The annual State of the Union address is one of those times when even people who would rather hear about the next season of Game of Thrones or Jennifer Aniston’s secret wedding pay attention to politics. And that’s not only true because the speech takes over the airwaves. It’s a night that brings everyone together with lots of pageantry and shared concern for the country. It’s full of drama and conflict. You would think that it would be all over movies and television. You would be wrong.
The 1948 film State of the Union, where Spencer Tracy plays an airline tycoon who tries to become president, doesn’t actually include a State of the Union address. The American President, a 1995 movie about the president falling in love with a woman written by West Wing creator Aaron Sorkin, features the lead up to the State of the Union, climaxes with a big speech in the press briefing room and ends with the president’s triumphant entry into Congress before the address but skips the speech itself.
Even the presidential movies we think might have a State of the Union have presidents addressing joint sessions of Congress. The 1993 comedy Dave, where Kevin Kline plays a presidential doppelganger who steps in when the real president has a stroke, uses such a speech. So does The Contender, the 2000 drama where Joan Allen plays a woman trying to get appointed vice-president. It ends with President Jeff Bridges telling Congress how sexist they are. And let’s not forget Morgan Freeman addressing the whole country at the end of Deep Impact. It would be an address before Congress if the US Capitol hadn’t been blown to bits by a comet hitting Earth. He’s standing in front of it, so isn’t that, technically, a speech before Congress?
Part of the reason we don’t see more States of the Union in movies is because so many presidential films have to do with running for the office, like Primary Colors, Swing Vote, Head of State, Ides of March or Man of the Year. It’s easy to put a race into a three-act structure and make it dramatic over two hours. It’s the struggle that’s dynamic, it’s the governing that’s boring. Ending with a candidate winning (or losing) is the political movie equivalent of ending a fairy tale with “and they lived happily ever after”. No one wants to hear about Cinderella and Prince Charming discussing the royal deficit.
That’s why television is usually about presidents that actually govern, so you might expect to see more States of the Union. But not really. The West Wing, the definitive TV show about the presidency, features five episodes about the State of the Union (according to the show’s wiki) but they all concern the days proceeding or immediately following the big address.
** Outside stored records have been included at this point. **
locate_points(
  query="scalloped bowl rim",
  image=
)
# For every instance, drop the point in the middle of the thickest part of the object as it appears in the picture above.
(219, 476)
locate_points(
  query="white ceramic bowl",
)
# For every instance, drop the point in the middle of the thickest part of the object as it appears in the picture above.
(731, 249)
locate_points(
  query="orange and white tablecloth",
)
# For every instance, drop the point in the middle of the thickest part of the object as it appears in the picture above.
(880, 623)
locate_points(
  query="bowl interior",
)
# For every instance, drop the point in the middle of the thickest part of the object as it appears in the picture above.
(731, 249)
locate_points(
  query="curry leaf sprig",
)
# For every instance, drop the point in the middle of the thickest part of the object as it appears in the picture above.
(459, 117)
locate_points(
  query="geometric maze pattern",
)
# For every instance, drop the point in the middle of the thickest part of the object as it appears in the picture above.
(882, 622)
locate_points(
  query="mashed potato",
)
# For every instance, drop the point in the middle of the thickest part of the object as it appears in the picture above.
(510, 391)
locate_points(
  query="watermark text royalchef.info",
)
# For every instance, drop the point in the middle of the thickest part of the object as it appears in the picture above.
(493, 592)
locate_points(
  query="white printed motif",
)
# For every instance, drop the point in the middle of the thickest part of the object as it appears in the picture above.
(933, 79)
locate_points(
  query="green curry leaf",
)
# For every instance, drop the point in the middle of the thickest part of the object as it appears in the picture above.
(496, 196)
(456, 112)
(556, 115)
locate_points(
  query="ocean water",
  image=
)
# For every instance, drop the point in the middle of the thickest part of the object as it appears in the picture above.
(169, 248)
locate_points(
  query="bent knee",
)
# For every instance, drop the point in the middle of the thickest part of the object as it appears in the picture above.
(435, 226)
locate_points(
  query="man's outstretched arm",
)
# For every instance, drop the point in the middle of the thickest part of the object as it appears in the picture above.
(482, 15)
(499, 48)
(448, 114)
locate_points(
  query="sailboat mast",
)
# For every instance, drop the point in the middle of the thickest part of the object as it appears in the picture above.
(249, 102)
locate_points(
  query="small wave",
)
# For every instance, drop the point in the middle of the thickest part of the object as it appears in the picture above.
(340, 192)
Commander in Chief, the 2005 ABC show about Geena Davis as the first female president, features an episode about the State of the Union, but we see the president researching past footage of the speech but never delivering one of her own. Scandal recently showed Fitz giving a State of the Union address, but the real drama was his wife Mellie, who recently lost a child, holding it together through the speech but then collapsing in tears in the hall outside. Oh, Mellie. Always a mess.
Why is this one of the few sacred cows in Hollywood? Possibly because it’s nearly impossibly to film in the Capitol and trying to replicate the set would be expensive. Even if a team of set designers tried, could they pull it off? xXx: State of the Union, an action movie starring Ice Cube, features a scene where president Willem Defoe is abducted during the State of the Union and the legislative chamber where he is speaking looks laughably bad.
Maybe the reason we don’t see the commander-in-chief addressing the electorate is that it’s such an indelible experience, one that many of us have watched every year, that it’s almost impossible to replicate. We’ve seen so many real presidents do it so many times that if even the slightest thing is off, it will read as faulty or somehow profane. There is still something about the president walking into that hallowed chamber that is awe-inspiring. That’s as prestigious and patriotic a thing as we witness on a regular basis. Sure, movie stars can captivate us as well, but this is the actual president of the United States, the man with his finger on the trigger. That’s very hard to replicate and have it retain the same impact.
There will never be a shortage of political thrillers or shows about the internal workings of Washington (there are currently three shows on network television that feature a president as a regular character), but the State of the Union, our annual moment to look at the working and future of our government, continues to be mostly off limits. Either it’s a lot more sacred than we think it is – or a whole lot less dramatic than we make it out to be.